The voiceless families are afraid to speak, because to say anything is a death sentence. Women saying good-bye, without knowing if their husbands, sons, fathers, and brothers will return or be found shot and beaten in the streets. They do not know if the knock at the door is a summons to death in the gallows.
I have heard it said that "The pen is mightier than the sword." To which I reply: Pick it up. Write the powers that be, and say "I will be a voice to speak for this voiceless nation of Balochistan and because they cannot, I will be asking for help for them. By this, they are no longer voiceless, because I will have volunteered your voice to speak for them. I heard it said that until Balochistan's problem becomes worse, that it does not matter, but I say that if this voiceless nation's situation becomes any graver there will be no nation to save.
Here in the Americas, we are taught that words cannot hurt us, everyone may have an opinion, and religion is a choice.

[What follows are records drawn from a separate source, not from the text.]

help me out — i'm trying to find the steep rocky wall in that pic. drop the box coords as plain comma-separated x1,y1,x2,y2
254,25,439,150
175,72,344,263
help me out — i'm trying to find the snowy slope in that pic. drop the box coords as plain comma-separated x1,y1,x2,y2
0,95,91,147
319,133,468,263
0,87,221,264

To the Baloch people, I can show you, opinions are deadly, there is no choice in religion, and words indeed can hurt, and in most cases, kill. If their problems are continually ignored, turned a blind eye to, and unspoken for, they will not only be voiceless, their heritage, culture, language and an entire nation of people will become extinct, an already voiceless nation, silenced, lost in the pages of history forever.